Bangkok: A Hub of Luxury and Demand
Bangkok has experienced a significant increase in residential rentals, with a year-over-year growth of 18.1% in the first quarter of 2024. “Rental demand has been surging in Bangkok,” Roddy Allan of JLL Asia-Pacific explained, attributing much of this to the luxury condo sector. The city’s rental market is bolstered by vital tourism and the return of expatriates, further fueled by high interest rates and inflated property selling prices.
Future Prospects
The outlook for Bangkok remains positive.
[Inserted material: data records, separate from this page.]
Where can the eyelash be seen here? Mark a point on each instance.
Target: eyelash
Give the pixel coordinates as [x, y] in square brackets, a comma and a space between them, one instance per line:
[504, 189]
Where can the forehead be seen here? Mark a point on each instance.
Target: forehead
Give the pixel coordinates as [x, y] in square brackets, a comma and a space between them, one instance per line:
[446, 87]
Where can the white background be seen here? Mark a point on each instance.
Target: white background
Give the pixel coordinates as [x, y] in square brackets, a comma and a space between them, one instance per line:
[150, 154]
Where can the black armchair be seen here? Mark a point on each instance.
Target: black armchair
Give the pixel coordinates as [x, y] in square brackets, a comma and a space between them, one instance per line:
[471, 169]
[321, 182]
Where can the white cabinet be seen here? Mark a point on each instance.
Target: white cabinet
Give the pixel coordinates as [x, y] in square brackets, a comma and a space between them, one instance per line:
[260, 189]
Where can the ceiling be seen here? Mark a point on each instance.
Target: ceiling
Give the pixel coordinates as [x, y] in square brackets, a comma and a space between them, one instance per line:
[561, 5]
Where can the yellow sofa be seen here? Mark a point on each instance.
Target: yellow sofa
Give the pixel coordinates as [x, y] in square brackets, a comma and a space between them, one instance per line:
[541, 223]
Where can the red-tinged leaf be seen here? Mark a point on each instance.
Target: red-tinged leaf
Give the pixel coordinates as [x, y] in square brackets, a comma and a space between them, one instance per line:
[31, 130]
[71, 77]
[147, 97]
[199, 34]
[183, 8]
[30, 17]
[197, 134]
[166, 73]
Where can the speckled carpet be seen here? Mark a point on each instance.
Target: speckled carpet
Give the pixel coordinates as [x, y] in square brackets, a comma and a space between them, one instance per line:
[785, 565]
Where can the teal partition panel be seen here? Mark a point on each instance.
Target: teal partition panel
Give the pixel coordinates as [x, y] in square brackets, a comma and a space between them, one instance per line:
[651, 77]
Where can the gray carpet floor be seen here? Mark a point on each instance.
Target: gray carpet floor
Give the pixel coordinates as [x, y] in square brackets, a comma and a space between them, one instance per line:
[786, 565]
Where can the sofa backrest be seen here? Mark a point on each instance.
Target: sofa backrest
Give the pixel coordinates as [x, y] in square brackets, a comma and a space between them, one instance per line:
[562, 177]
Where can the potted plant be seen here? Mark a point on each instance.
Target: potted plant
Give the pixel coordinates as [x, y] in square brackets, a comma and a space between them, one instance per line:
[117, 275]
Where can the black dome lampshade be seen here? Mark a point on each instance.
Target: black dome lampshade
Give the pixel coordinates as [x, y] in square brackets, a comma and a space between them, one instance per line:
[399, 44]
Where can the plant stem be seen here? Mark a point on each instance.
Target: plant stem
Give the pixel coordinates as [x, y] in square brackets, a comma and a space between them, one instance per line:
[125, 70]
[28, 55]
By the end of 2024, approximately 2,800 units from 12 new projects will be added, promising continued growth in rental demand.
Ho Chi Minh City: Vietnam’s Rising Star
Ho Chi Minh City has shown a steady increase in residential rentals, growing 5.9% year-over-year in early 2024. Allan highlights the influence of new, high-quality offerings that have supported more substantial rental prices.
New Supply and Demand Dynamics
More affordable housing options are expected to come online in the city, which, combined with ongoing economic pressures, should bolster rental demand further.
Jakarta: Stability Amidst Slow Sales
Despite a slowdown in condominium sales, partly due to the 2024 presidential election, Jakarta’s rental market remains strong, particularly in the high-end sector. Allan noted, “Demand for renting remains robust in Jakarta.”
Market Outlook
With new property launches expected to be limited in Jakarta throughout 2024, demand for high-quality residential spaces is anticipated to drive the rental market forward.
Manila: Steady Growth Despite Global Shifts
Manila’s residential rental market saw modest year-over-year growth of 0.8% in the first quarter of 2024. Demand from executives and foreigners has helped maintain a steady increase, supported by improving return-to-office rates.
Future Rental Market Trends
The stability in leasing demand is likely to persist as workplace policies continue to normalize, promising a steady growth trajectory for Manila’s rental market.
The dynamic shifts in Asia’s rental markets reflect a broader trend of emerging cities gaining prominence over traditional real estate hubs. As Roddy Allan of JLL points out, while established markets like Singapore and Shanghai are currently facing a downturn, the up-and-coming cities are thriving, driven by robust demand and strategic new developments. This evolving landscape presents new opportunities for investors and renters, looking beyond the conventional markets to these vibrant, growing cities.